Cultural bonds, generous strangers sustain stranded residents in U.S.
Provo, UTAH — Lorimay Fuimaono-Ki will not always have complicated feelings about Jan. 7.
But in 2021, it was a day of intense gratitude and searing pain.
The young mother cannot stop the tears as she tries to explain what life has been like since American Samoa closed its borders to keep COVID-19 from ravaging territory.
The decision — which was the same one island leaders made during the 1918 Influenza outbreak — kept the country coronavirus-free, but it’s cost people like Fuimaono-Ki in many ways, including precious time with relatives making due without them in their island home.
“Every day is a struggling day to know what’s going to happen with everybody dying left to right,” Fuimaono-Ki said. “I don’t want to be that child to be away from (my dad) and not be there for him in these kind of times.”
A sob forces her to stop and take a deep breath before she can continue.
“The real reason,” she said, tears streaming down her face, “is it was supposed to be him to come out (to the U.S.) to do his medical stuff. But due to the hospital finance and everything, they could only choose one to go, and my dad chose me to come and have my babies. ... I think that’s what really gets me at times is that every day I hear from him, I know he’s trying to be strong for us.”
Just a few weeks ago, the newly elected governor promised to begin the repatriation process in February. But it is cumbersome and complicated, and it will likely take months for all residents to be able to return home. Residents will be asked to fly to Hawaii, where they will quarantine from between 10 and 14 days before being allowed to fly home. They will have to quarantine a similar length of time once they arrive in American Samoa, and among the challenges is finding places big enough to house those needing to quarantine if they come back as a group.
“Oh, I am more than excited,” said Fuimaono-Ki, admitting that even waiting another month feels difficult. “But I guess it’s going to take a while.”
The separation from their lives in American Samoa has been so painful that they formed Tagata Tutu Faatasi a Amerika Samoa, or TTFAAS. Loosely translated it means American Samoa stranded residents standing together, and it was an effort spearheaded by Aioevaga Tuna.

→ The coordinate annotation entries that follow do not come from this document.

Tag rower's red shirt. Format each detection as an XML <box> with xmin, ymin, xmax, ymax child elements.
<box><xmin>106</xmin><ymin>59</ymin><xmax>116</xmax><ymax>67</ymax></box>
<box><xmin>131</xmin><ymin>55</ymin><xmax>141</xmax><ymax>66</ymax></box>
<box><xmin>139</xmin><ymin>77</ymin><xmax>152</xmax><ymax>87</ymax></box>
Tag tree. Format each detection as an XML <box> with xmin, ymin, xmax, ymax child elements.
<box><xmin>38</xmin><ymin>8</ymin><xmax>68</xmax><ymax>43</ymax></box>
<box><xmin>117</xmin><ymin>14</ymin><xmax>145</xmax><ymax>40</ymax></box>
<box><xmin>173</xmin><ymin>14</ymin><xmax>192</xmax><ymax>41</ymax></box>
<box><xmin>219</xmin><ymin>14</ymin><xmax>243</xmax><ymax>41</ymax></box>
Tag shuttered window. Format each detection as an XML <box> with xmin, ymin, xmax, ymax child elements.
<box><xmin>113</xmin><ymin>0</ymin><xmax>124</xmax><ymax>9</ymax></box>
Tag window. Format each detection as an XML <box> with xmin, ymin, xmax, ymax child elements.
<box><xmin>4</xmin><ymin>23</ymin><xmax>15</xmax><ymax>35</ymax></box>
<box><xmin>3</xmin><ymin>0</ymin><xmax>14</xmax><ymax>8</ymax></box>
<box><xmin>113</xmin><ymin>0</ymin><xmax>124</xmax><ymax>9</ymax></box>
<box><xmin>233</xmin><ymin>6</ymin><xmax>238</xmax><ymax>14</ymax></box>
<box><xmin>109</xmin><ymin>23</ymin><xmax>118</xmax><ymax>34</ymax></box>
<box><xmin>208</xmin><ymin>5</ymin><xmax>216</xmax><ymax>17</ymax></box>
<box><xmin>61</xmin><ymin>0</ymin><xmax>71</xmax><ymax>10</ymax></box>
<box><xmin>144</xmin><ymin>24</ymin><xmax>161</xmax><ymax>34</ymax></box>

“This alliance started off with just conversations between people that were stranded here, and you know, it grew,” said Tuna. “We have stranded residents all across the states. We’ve been able to help each other, especially toward the end of last year, toward the holidays, like finding places for people to live, food and basic necessities, whatever they need.
“The government did the shutdown in March to stop any COVID from coming in,” said Kenneth Kuaea, who is living with his sister in Provo after becoming stranded this summer. “But some people needed to get off the island as the months rolled on for medical reasons, and so the government chartered a Medicaid flight, and I came out on one of those.”
Kuaea said many of the stranded American Samoan citizens feel somewhat forgotten by their government, which made the alliance critical to their survival.
“It’s been a huge burden financially, a huge toll psychologically and emotionally.”